Ainda sobre a mobilização e organização das mulheres nas periferias, Bárbara explica que novas ideias e propostas de trabalho tem surgido entre os grupos conforme o projeto avança. “A questão alimentar é hoje, talvez, um dos principais elementos que podem disparar o trabalho de base. Nossa ideia é que esses grupos se transformem em grupos de produção comunitária para alimentar as comunidades e para se transformar em grupos de produção da economia feminista. Daqui a pouco a gente pode ter um grupo de mulheres trabalhando com alimentação. Fazendo parte da alimentação da comunidade, mas também trabalhando e gerando renda para dentro do próprio grupo. É a questão de conseguir reapropriar o trabalho, de conseguir manter a organização popular alimentando o próprio povo”.
Protagonismo feminino e desafios
Maria Simone da Silva e Janaína do Aratu são duas das várias mulheres que tem assumido não só as cozinhas comunitárias como também a liderança política em suas comunidades. Segundo Simone, moradora do Bairro dos Novais, os produtos recebidos toda semana são servidos em uma janta que alimenta cerca de oitenta famílias da região. Um trabalho que seria impossível não fosse a participação do grupo de mães de Novais, um coletivo que conta com cento e cinquenta mulheres da comunidade. “A gente prepara o inhame, a batata, a macaxeira, faz doce com as frutas e distribui para as pessoas. Cada dia chega mais gente, até pessoas que vivem nas comunidades ao redor. Mas a gente não descarta ninguém, porque quem vem é porque realmente necessita”.
Na comunidade do Aratu, em Mangabeira, o processo é parecido. Moradora da região há treze anos, Janaína do Aratu, como faz questão de ser chamada, conta com o apoio do Clube de Mães do Aratu. De acordo com a líder comunitária o clube criado em 2017 reúne hoje cerca de 170 mulheres e é o principal responsável pelo recebimento e distribuição dos alimentos. “A comida chega, a gente reúne as mulheres da comunidade e faz uma janta. Cada morador traz sua vasilha e leva pra casa para não aglomerar. É um processo ainda, estamos aprendendo. Mas já estamos com a ideia de aproveitar essa experiência para nos profissionalizarmos e começarmos a fazer renda para o nosso sustento e também para melhorar nossa organização”, detalhou.
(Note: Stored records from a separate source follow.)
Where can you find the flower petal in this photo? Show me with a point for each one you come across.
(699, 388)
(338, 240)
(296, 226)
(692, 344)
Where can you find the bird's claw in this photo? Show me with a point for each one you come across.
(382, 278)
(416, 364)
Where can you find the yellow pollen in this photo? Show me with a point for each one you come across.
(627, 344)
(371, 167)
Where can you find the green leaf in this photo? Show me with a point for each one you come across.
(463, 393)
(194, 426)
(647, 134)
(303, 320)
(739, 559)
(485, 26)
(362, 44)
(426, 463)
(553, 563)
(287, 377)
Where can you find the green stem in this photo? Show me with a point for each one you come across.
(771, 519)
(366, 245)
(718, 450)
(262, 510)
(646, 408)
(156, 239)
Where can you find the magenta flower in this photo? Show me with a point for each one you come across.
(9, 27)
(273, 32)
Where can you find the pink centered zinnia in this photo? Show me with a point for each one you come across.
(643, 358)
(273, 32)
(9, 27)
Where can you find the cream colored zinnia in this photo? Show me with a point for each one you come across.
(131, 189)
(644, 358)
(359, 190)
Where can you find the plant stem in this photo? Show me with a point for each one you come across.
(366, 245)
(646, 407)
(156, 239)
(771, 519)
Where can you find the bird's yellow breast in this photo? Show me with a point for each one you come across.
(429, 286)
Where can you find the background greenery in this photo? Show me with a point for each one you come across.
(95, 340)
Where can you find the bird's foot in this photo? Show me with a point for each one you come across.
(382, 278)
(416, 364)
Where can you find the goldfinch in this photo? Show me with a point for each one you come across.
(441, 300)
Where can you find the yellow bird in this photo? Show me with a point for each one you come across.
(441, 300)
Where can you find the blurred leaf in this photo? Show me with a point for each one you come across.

Apesar do impacto positivo gerado pela entrega dos alimentos, as duas líderes concordam que ainda há muito por se fazer. Além da falta de equipamentos adequados como fogão, geladeira e panelas, existem as dificuldades impostas pelas ausência de condições básicas de moradia como água, energia e saneamento básico. “As dificuldades que a gente encontra são em grande parte pela ausência do poder público. Nós temos nos esforçado e feito o possível, mas se o poder público não vier com a gente, tudo cai por terra”, desabafou Janaína.